Logic Gates

 

Network design and kinetic analyses of network behavior. A mixture of molecules can be regarded as a ‘network’ if all the molecular components interact with other molecules - either via physical or functional interactions. In a mini-review paper in 2008 (in Angewandte Chemie) we have described and analyzed how one can use bottom-up approaches to design artificial networks of different size and complexity. It has been postulated that even networks made up of small numbers of molecules possess a wealth of molecular information sufficient to perform rather complex behavior. To probe this assumption, we study different arrays consisting of replicating molecules. We have shown that using realistic parameters from peptides or DNA replication experiments, it is possible to construct all the three-element Boolean logic gates, and even more complex arithmetic units, and network motifs. Recently, we have further analyzed the construction of increasingly complex networks, and demonstrated specifically that cooperative and asymmetrically linked units that employ high order catalysis are required components of such networks. With the goal of further developing understanding of evolutionary dynamics in higher order autocatalytic networks, we have developed together with the late Dr. Emmanuel Tannenbaum RNA quasispecies models that can be used for analyzing mutation-selection balance and the formation of higher ‘animate’ features within these networks.

       References:

1. G. Ashkenasy, Z. Dadon, S. Alesebi, N. Wagner, N. Ashkenasy “Building Logic into Peptide Networks: Bottom-Up and Top-Down" Isr. J. Chem. (review) 2011, 51, 106 – 117 .
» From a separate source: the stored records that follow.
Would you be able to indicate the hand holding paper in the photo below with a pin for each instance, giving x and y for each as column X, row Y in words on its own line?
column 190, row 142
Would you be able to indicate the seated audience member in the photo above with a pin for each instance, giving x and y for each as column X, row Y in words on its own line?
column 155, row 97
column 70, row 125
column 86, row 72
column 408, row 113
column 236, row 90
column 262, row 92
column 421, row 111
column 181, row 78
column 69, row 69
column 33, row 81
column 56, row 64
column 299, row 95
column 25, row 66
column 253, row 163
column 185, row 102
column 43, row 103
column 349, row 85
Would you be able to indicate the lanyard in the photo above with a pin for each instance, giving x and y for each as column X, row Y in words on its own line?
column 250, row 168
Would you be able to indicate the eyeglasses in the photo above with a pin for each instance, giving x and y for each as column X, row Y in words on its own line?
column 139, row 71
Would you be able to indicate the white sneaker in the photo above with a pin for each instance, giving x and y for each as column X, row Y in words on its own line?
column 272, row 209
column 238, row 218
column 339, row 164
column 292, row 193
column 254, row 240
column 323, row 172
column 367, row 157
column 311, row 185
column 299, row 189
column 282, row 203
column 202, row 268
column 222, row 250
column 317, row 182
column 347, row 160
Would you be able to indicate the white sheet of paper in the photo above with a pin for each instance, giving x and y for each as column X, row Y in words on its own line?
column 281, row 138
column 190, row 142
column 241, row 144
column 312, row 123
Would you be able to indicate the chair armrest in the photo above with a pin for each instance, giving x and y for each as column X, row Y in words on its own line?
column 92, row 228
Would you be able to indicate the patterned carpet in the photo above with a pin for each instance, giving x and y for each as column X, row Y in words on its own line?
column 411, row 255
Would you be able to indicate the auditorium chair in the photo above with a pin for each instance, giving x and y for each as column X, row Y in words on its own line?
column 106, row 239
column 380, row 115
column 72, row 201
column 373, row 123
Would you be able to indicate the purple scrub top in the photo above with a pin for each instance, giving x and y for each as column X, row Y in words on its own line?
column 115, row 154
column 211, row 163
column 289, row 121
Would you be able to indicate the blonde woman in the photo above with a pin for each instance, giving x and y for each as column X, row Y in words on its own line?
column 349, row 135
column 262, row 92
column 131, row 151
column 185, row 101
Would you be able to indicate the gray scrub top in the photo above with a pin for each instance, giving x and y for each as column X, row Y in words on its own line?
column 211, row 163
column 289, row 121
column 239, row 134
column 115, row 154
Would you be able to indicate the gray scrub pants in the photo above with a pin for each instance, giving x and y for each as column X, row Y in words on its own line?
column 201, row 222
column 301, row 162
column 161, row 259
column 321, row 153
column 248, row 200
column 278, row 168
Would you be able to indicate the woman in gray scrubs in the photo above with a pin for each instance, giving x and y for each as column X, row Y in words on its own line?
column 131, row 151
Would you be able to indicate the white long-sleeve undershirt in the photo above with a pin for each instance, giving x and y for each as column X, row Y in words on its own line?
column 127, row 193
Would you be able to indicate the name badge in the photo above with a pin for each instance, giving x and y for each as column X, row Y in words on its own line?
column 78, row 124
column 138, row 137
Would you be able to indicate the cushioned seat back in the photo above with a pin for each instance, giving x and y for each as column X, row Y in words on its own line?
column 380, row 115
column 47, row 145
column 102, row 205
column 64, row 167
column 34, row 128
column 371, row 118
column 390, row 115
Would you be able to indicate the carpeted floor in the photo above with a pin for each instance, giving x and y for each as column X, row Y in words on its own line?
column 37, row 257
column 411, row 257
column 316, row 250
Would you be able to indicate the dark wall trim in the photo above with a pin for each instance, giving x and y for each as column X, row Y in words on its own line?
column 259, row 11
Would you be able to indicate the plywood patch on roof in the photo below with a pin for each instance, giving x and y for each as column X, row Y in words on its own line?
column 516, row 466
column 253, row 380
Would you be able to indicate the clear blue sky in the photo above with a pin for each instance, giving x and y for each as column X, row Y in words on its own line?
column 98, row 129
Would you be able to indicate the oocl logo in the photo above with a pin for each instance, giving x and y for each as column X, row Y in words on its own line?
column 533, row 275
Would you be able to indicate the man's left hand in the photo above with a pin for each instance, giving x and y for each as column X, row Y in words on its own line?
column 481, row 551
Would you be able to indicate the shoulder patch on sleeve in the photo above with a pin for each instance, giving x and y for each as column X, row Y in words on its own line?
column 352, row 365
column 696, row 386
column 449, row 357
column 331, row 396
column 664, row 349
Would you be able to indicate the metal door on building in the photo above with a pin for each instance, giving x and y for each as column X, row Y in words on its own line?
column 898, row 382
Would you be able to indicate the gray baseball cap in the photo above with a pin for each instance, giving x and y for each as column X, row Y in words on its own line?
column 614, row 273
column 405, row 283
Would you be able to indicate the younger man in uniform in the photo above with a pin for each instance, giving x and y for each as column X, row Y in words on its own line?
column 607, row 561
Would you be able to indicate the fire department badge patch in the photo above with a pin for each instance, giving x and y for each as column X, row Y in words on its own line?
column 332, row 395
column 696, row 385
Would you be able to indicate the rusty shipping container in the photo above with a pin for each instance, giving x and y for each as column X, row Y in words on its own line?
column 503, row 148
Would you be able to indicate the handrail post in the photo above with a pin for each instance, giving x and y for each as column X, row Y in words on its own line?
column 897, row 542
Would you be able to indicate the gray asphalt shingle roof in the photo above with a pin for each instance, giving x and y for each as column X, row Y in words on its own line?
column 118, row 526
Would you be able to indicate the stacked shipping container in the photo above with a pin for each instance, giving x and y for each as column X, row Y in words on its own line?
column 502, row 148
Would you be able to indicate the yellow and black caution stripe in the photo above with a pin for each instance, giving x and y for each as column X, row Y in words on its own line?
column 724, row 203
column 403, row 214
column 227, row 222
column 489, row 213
2. N. Wagner, E. Tannenbaum, G. Ashkenasy  “Second-Order Catalytic Quasispecies Model Yields Discontinuous Mean Fitness at the Error Threshold" Phys. Rev. Lett. 2010, 104, 188101/1-188101/4.

3. N. Wagner, G. Ashkenasy “Systems Chemistry: Logic Gates, Arithmetic Units and Network Motifs in Small Networks" Chem. Eur. J. 2009, 15, 1765 – 1775.

4. N. Wagner, G. Ashkenasy “Symmetry and Order in Systems Chemistry" J. Chem. Phys. 2009, 130, 164907/1-164907/6.